A report prepared by a delegation from Turkey’s Republic Peoples Party (CHP) conveys striking details on how ISIL runs it recruiting operations in Adıyaman, Turkey. Notably the province was home to two culprits of separate bomb attacks that struck Turkey, recently. Report BGN
The CHP delegation had headed to the province last week to investigate the Islamic States of Iraq and the Levant’s (ISIL) recruiting operations. Adıyaman-based individuals had conducted two attacks, the first being the June 5 bombing of a Peoples’ Democratic Party (HDP) election rally in Diyarbakır, southeast Turkey, which killed three and injured hundreds, and a suicide bomb blast in July that killed over 30 activists.
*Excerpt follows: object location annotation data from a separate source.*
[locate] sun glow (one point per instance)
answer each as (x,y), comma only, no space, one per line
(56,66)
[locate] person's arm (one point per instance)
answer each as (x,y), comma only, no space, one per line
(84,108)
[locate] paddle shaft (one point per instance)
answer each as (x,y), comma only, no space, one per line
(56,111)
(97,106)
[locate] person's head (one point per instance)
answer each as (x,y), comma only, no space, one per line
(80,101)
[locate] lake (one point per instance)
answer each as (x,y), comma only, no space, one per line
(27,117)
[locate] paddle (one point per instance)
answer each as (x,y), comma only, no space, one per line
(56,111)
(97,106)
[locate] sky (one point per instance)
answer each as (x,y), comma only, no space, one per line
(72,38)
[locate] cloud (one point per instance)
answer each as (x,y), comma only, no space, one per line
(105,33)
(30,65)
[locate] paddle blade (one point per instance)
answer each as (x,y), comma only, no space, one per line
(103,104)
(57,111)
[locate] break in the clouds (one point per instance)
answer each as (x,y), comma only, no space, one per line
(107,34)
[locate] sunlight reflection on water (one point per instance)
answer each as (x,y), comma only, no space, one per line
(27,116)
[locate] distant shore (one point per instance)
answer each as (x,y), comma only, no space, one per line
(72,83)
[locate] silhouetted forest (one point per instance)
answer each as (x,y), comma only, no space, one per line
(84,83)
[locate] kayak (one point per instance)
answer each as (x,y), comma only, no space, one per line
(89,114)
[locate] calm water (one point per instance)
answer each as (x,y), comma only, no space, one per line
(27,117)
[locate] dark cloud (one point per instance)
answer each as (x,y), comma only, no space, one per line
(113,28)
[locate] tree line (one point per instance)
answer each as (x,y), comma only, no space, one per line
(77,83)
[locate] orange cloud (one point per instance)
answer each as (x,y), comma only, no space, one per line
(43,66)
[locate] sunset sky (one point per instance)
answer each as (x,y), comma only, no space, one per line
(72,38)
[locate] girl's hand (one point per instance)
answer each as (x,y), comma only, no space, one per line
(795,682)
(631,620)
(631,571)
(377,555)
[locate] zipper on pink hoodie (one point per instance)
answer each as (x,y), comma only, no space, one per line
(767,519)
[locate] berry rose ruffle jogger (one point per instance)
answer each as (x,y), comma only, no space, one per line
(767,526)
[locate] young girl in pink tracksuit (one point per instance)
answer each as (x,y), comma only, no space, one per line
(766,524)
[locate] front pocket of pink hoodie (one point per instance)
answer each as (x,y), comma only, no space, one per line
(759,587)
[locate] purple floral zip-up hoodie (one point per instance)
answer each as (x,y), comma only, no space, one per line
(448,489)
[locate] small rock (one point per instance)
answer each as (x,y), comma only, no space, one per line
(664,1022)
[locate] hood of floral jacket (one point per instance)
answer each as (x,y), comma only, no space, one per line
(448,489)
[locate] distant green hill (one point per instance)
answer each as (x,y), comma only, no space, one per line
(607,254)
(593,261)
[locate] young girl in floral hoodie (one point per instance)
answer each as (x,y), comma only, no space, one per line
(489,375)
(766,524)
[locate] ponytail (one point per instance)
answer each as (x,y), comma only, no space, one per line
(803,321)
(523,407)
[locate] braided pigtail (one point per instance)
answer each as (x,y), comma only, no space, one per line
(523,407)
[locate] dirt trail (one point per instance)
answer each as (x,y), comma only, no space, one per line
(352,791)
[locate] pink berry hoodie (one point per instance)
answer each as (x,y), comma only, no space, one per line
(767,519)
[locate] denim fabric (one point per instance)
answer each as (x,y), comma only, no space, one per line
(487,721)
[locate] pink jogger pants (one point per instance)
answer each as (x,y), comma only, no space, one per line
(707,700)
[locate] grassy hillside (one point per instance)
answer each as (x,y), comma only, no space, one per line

In their report from the visit – which featured interviews with the June 5 bomber from prison, his parents, local prosecutors, police officials, chambers, friends and relatives of youths who joined the group – the CHP underlines lack of security measures, inadequate police response. Furthermore the town and its cafes have turned into a hotbed of recruitment for ISIL. The most revelation was the relative ease by which recruits are able to cross over to Syria, and repeat the journey several times back and forth including the use of ambulances.
The report highlights that the ISIL recruits come from poor families. Celal Dikmen of the Human Rights Association stated that ISIL pays USD 5,000 upon recruitment and subsequently USD 1,200 – USD 1,300 on a regular basis.
Furthermore the high unemployment rate of the province has crowded the tea houses which have become hotbeds for ISIL recruitment. Meetings with families in the province have revealed that the tea house named “Islam Café” was a key recruitment hub, where ISIL propaganda is easy to come by. Notably the establishment is run by the suicide bomber of the Suruç attack Şeyh Abdurrahman Alagöz’s older brother. ISIL’s message is also able to spread quickly in high-schools and prep-schools through students socializing with one another.
An imam stated that in two mosques he had also witnessed ISIL recruiters openly calling on individuals to join in jihad, and that the imams of the mosques “were turning a blind eye to what was transpiring”. He claimed to also have overhead another imam telling a family who were complaining about the situation, “Mind your own business, the state sent them over here, and they will be gone soon.”
The ISIL recruits were also noted to expand their sphere of influence to include their parents. The potential recruits are being subjected to watching violent videos and in turn having their families watch them as well. The youth who have joined ISIL were noted to be trying to pressure their parents to sell vehicles and other personal belongings such as bracelets stating that they will take the income to those who are going to fight for the cause.
The youth are frequently able to repeatedly go back and forth between Adıyaman and Syria. Another claim voiced by the families is that ambulances bringing in wounded fighters from Syria into Turkey, were being used to smuggle recruits to the other direction. However the National Police has not taken any type of action against these individuals. “Due to the fact that ISIL is not officially listed as a terror group we are not able to engage individuals” reportedly said one police official.
An individual acquainted with someone who had headed off to Syria noted that he had filed two separate notices with Prime Ministry’s Communication Center (BİMER) in September 2013 without his request being put into process soon enough.
The story was similar for the parents of Orhan G. who is in jail for carrying out the June 5 bombing in Diyarbakır, during an election rally held by the Pro-Kurdish HDP. His mother stated “six months before he disappeared on 13 October 2014 we had gone to the police. There were six others who went with Orhan. We went to the border regions for eight months. We handed their pictures to governor and the district governor and filed missing notices at the prosecutor’s office at least ten times.”
She continued “the Justice and Development Party (AK Party) provincial assembly vice president merely told us that ‘I gave orders to the National Intelligence Agency regarding your son’. When the police notified us that they had our boy I went to Gaziantep province at 3:00am. They told us that our son had conducted the bomb attack. When we spoke to him he cried and was constantly saying that he did not do it.”
In his interview with the CHP delegation Orhan G. proclaimed he was innocent and was a victim of the police. “They (the police) raided the motel I had been staying in for two days. They placed a bag above my head beat me and threatened me. They told me I should take advantage of the ‘Guilty Plea’ and would at most serve two years. They told me that if I accepted they would help me. I said that I had gone to the rally because I was Kurdish and wanted to show support. They vacated the entire area saying they were going to conduct a search. I left and went to the barber shop. I only learned about the blast half an hour later.